识别肿瘤微环境的重要构成并解析其中调控机制是当前肿瘤研究的重要课题。肿瘤相关巨噬细胞(TAM)是胶质瘤组织中最丰富的非肿瘤细胞，并大多极化为M2型发挥促癌作用。申请人前期发现HEXB参与构成胶质瘤细胞与TAM恶性正反馈环路，并通过抑制Hippo信号加速胶质瘤细胞糖酵解，因此提出“M2型TAM通过HEXB调控胶质瘤糖酵解的机制研究”。项目将在共培养体系中干预HEXB，检测胶质瘤糖酵解变化，探究M2型TAM是否依赖HEXB调节胶质瘤糖酵解过程；运用体内外实验平台，研究HEXB干预下Hippo通路与细胞糖酵解之间的作用关系，明确HEXB是否通过抑制Hippo信号发挥糖酵解促进作用；应用蛋白截短/突变技术，确定HEXB与Hippo信号上游抑制分子ILK的结合位点，并深入研究HEXB稳定ILK调控Hippo信号的分子机制。本项目将在肿瘤微环境与代谢重编程交叉领域进行有益探索，完善HEXB作用机制。

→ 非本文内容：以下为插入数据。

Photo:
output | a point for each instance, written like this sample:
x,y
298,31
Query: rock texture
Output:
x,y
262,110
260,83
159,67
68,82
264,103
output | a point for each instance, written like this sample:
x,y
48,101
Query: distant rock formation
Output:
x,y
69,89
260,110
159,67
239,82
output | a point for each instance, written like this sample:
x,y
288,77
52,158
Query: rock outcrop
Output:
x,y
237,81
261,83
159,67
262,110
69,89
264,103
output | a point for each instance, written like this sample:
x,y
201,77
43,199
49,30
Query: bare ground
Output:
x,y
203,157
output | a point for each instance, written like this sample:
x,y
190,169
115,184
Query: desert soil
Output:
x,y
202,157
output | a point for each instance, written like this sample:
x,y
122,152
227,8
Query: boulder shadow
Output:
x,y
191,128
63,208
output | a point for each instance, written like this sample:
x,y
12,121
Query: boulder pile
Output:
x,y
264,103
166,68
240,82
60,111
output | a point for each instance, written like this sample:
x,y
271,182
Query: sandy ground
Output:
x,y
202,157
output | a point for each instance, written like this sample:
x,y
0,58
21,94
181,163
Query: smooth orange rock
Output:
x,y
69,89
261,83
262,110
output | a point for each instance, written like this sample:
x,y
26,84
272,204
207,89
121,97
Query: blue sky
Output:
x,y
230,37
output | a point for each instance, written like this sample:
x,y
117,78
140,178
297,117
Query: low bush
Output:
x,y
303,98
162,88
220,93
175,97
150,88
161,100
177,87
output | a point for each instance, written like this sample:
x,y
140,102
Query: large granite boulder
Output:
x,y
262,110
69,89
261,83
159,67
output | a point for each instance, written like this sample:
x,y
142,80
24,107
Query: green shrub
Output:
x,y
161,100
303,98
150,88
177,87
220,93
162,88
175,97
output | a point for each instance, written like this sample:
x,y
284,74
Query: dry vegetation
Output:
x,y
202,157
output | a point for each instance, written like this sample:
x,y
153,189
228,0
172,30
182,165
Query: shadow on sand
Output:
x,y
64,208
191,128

Identifying the important components of tumor microenvironment and exploring their regulatory mechanisms are the important topics in current cancer research. Tumor-associated macrophages (TAM)s are the most abundant non-tumor cells within glioma tissues. Most of TAMs are polarized into oncogenic M2 subtype. In previous study, we found that HEXB forms a malignant positive feedback loop between glioma cells and TAMs. HEXB facilitates glioma malignancy by repressing Hippo signaling and activating glycolysis. Here, we propose a project of "The mechanism of M2 TAM activating glioma glycolysis by HEXB". The project will interfere HEXB in the co-culture system to detect the change of glioma glycolysis, and explore whether M2 TAM regulates the glycolytic status of glioma cells through HEXB. The relationship between Hippo signaling and glycolytic status will be studied under HEXB intervention to clarify whether HEXB regulates glycolysis through Hippo signaling. We will also explore the binding sits between HEXB and ILK, a key upstream repressor of Hippo pathway. Their regulatory relationship will be fully investigated to clarify the mechanism of HEXB in suppressing Hippo pathway and facilitating glioma glycolysis. Taken together, this project will explore the interaction between tumor microenvironment and metabolic reprogramming, and try to elaborate the oncogenic mechanism of HEXB in glioma.